Akuisisi Pertamina hingga 96 persen terhadap TPPI juga diproyesikan mampu menggenjot produksi petrokimia dalam negeri hingga 80% dari kapasitas TPPI. Operasional kilangnya bisa memproses 100.000 barel per hari (bph) kondensat dan/atau nafta, sekaligus memproduksi 61.000 bph premium, 10.000 bph HOMC 92 (Pertamax), 11.500 bph solar, dan LPG 480 metrik ton per hari.
Produk Bitumen Pertamina
Dalam industri petrokimia, Pertamina menguasai pangsa pasar khusus untuk Bitumen atau aspal, yang diproduksi di Refinery Unit (RU) IV Cilacap. Kilang ini merupakan salah satu dari 7 jajaran unit pengolahan di tanah air, yang memiliki kapasitas produksi terbesar yakni 348.000 barrel per hari, dan terlengkap fasilitasnya.
Kilang ini bernilai strategis karena memasok 34 persen kebutuhan BBM nasional atau 60 persen kebutuhan BBM di Pulau Jawa. Selain itu, kilang ini merupakan satu-satunya kilang di tanah air saat ini yang memproduksi aspal dan base oil untuk kebutuhan pembangunan infrastruktur di tanah air.
Produk petrokimia Pertamina, yakni Bitumen atau aspal yang diproduksi Refinery Unit (RU) IV Cilacap. / foto: PT Pertamina Patra Niaga JBT.
Area Manager Communication, Relations & CSR Pertamina Patra Niaga Jawa Bagian Tengah, Brasto Galih Nugraha mengatakan, Pertamina menguasai 60 persen pangsa pasar aspal nasional, di mana kebutuhan aspal di dalam negeri saat ini 1,3 juta metric ton (MT), namun akibat pandemi berada pada kisaran 800 ribu MT. Kapasitas produksi Bitumen Pertamina mencapai 600 ribu MT per tahun.
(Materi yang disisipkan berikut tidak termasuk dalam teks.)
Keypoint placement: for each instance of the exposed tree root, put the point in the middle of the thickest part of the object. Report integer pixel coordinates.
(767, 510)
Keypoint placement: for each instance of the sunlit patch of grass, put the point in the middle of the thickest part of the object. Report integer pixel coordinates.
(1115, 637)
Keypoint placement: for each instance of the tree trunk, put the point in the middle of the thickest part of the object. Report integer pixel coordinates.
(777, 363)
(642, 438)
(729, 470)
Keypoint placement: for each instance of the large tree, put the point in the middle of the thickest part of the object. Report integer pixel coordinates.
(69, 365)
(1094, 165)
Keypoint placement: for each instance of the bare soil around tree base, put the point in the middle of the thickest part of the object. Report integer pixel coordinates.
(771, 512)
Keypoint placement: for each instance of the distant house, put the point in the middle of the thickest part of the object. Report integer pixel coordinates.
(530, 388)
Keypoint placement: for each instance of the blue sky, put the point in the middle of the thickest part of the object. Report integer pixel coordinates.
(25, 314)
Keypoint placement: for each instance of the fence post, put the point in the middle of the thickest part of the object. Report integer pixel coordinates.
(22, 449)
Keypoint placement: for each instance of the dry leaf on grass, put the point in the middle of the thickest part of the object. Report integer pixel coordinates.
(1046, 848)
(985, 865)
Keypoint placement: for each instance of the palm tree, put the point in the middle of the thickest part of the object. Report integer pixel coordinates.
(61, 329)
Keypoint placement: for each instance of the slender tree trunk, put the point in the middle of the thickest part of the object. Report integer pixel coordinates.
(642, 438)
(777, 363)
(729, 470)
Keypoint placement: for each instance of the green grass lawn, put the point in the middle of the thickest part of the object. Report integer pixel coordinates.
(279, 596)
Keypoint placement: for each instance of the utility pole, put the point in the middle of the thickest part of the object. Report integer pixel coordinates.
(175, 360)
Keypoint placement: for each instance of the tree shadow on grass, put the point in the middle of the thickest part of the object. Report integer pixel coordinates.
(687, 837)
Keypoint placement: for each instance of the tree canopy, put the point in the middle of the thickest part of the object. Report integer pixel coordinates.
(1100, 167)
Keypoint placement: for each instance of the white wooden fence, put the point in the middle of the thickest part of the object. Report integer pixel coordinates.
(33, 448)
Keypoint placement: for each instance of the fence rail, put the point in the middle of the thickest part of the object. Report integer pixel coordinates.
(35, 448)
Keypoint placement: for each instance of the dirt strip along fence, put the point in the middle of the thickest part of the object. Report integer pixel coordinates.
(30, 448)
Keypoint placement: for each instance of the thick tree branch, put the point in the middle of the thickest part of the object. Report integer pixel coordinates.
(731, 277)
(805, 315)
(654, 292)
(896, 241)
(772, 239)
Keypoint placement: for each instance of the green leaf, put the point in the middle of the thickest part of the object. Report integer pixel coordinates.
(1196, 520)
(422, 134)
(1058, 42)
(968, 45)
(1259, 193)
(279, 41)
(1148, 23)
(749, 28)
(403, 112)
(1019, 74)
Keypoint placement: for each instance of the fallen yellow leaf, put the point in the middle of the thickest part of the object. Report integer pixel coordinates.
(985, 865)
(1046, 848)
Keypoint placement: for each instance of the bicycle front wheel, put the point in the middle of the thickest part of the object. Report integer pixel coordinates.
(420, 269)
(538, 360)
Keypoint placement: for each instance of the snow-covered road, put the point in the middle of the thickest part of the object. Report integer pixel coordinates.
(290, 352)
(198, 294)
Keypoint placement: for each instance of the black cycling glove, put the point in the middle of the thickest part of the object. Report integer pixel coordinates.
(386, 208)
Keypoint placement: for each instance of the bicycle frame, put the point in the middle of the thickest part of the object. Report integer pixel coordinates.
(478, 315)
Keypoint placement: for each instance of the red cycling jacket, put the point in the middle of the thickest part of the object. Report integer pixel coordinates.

Bitumen Pertamina disuplai dari RU IV Cilacap, Bitumen Plant Gresik, Terminal Aspal Curah Pangkalan Susu, dan Terminal Aspal Curah Dumai.
Untuk produk aromatic Olefin, kapasitas produksi Pertamina tercatat sekitar 1,5 juta MT per tahun, dan sekitar 60 ribu MT untuk ekspor. Produk Special Chemical sekitar 700 ribu MT, dan 300 ribu MT diekspor.
‘’Pertamina terus berusaha untuk meningkatkan pangsa pasar yang ada di Indonesia dan harapannya ke depan dapat merebut volume produk yang dikuasai oleh kompetitor, sesuai dengan program Pertamina yaitu Go Petchem yang berkomitmen untuk meningkatkan penjualan produk Petrokimia,’’ ujar Brasto.
Langkah strategis Pertamina untuk mengakuisisi PT TPPI, diharapkan dapat membebaskan Indonesia dari serbuan produk petrokimia asing, namun juga sekaligus merebut pangsa pasar industri ini di Tanah Air, dan menjadikannya tuan di negeri sendiri.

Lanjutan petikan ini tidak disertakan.